Death and violence still hang over Iraq, post-Saddam, and union leaders are still being murdered but their fears have multiplied a hundredfold. They say that they still have a chance to get back to that secular society, if we get out now. They see us as the cause of the sectarian violence. And USLAW sees no choice now but for the Democrats to cut off the funding. Bush is crazy, offering us an escalation. After that election. No way. Not one more life. Not one more dollar, but what it takes to bring them home safely. Iraqis voted for those who promised to get us to withdraw. Yet almost immediately, those they elected were singing a different tune. What happened, they must wonder.

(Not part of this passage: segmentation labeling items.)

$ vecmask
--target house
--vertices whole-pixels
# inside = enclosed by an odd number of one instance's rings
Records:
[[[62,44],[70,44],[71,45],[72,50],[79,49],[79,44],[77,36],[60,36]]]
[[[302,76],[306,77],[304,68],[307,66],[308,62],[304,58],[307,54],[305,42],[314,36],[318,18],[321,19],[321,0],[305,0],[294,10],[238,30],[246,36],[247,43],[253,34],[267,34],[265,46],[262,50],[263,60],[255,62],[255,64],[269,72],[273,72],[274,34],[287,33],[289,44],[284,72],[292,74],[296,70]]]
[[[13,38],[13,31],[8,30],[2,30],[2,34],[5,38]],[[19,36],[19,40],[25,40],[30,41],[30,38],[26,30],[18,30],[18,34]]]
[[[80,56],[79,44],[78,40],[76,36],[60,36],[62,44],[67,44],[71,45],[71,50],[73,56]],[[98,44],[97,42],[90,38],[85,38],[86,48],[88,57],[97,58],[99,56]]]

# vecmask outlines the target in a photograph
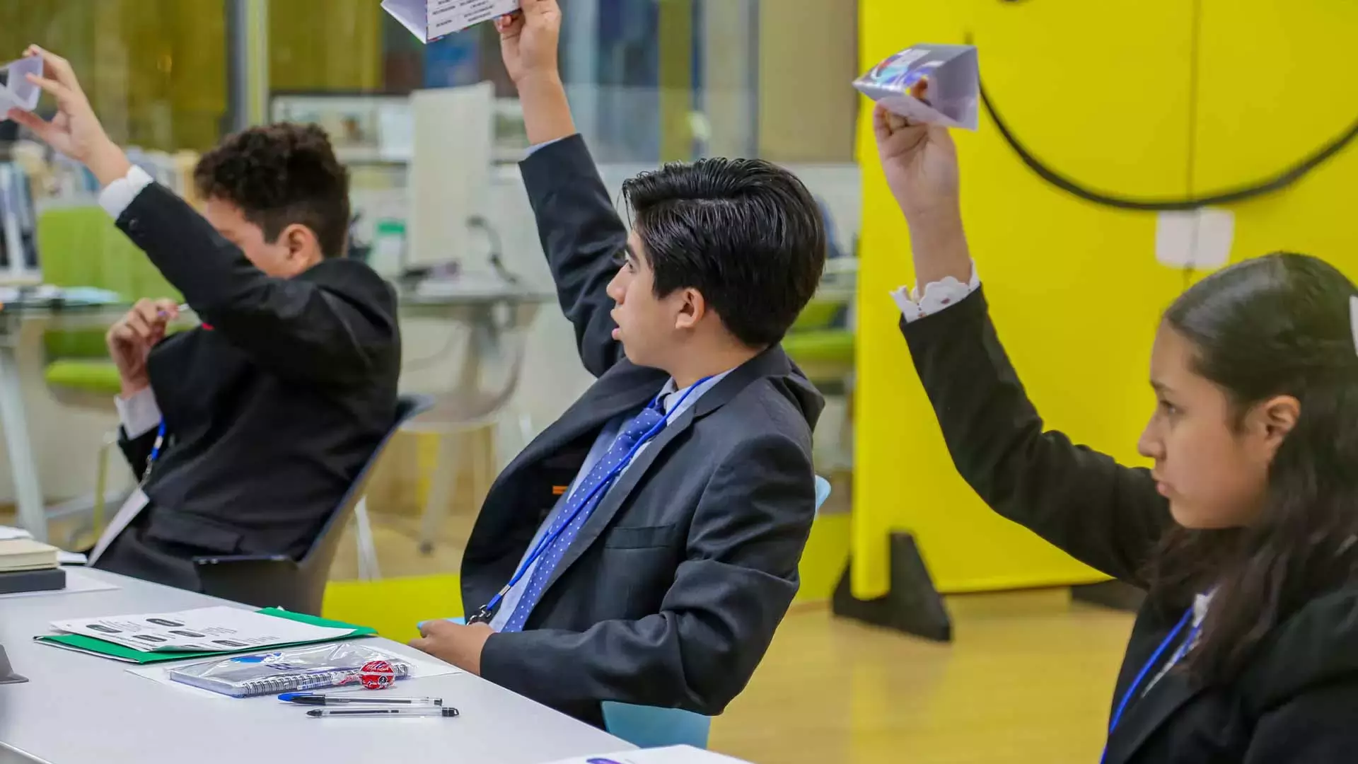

We don’t wonder in the labor movement. Welcome Iraq, to democracy straight from the corporate boardroom. Shameless war profiteering, rampant corruption, millions of tax dollars missing - disappeared, while working families struggle with multiple deployments. More than 3000 deaths, 22,000 injuries, and terrible estrangement. 56,000 soldiers’ marriages have dissolved. Soldiers’ spouses have called our workers’ rights hotline, trying to hang onto jobs while suddenly juggling single parenthood. But there’s no law to cut them a break because U.S. laws protect business, not workers. Where unions are healthy, democracy is healthy. Unions are hurting in Iraq and here.


Congress created a fund to take care of the heroes of 9/11, workers who raced into Ground Zero before and after the EPA said it was safe. Then we discovered the truth; it wasn’t so safe and the EPA knew it. But they wanted Wall Street up and running. 32,000 workers are still suffering serious health effects, and their funds are running out, while we spend billions in Iraq. ¼ of this war’s budget would have fixed Social Security for 75 years. We maintain that Iraqis and us have the same enemy – greed.


And the conclusion is that we all need to struggle together, workers in every country. We need to try to make Reverend King proud of us as we root out racism and classism. We need to figure out a way to fix our democracies before we fly around the globe spreading bs. We’ve got imperial aims and we can’t even take care of ourselves, Katrina being the glaring example. I can’t believe they’re now talking about expanding the military – both parties. No. Not until the corporations get out of our government. They’re about to sign agreements to privatize Iraq’s oil - agreements meant to last 30 years. We‘re building military bases there, one of the things that has been acknowledged by the “terrorists” as a cause of terrorism. And we’re threatening Iran now with air strikes. Madness. Being done because someone, somewhere, sees a profit in it.

Bush is not the problem, though, but the symptom. The real disease is corporatism. A country that’s run by corporations is not one that cares about Vermonters who enlist for schooling, or because they can’t find a decent job. And the biggest risk is the moral and financial bankruptcy of the country. Where is the truth? We need to investigate how we got where we’re at, and pass laws to ensure we don’t get here again.

Individuals need to get active, agitate and talk and learn from each other until we’ve got our democracy fixed, not just the troops home, though that’s our first desire. We should not engage in any foreign ambitions, other than diplomacy for a long, long time, unless attacked, so that we can devote tax dollars and time into fixing the mess that it makes when corporations run our government and run workers into the ground.

We join Iraq’s workers in calling for justice in both countries. We urge you to join the Vermont Workers’ Center and help fight for justice here. The only changes that have happened to better this country have been forced upon the rulers by mass action from the rank and file below. So let’s go. Pass those town resolutions. Talk to your neighbors about it. Call Congress. Head to DC next weekend and just plain agitate ‘til the troops are home and the criminals prosecuted. Peace!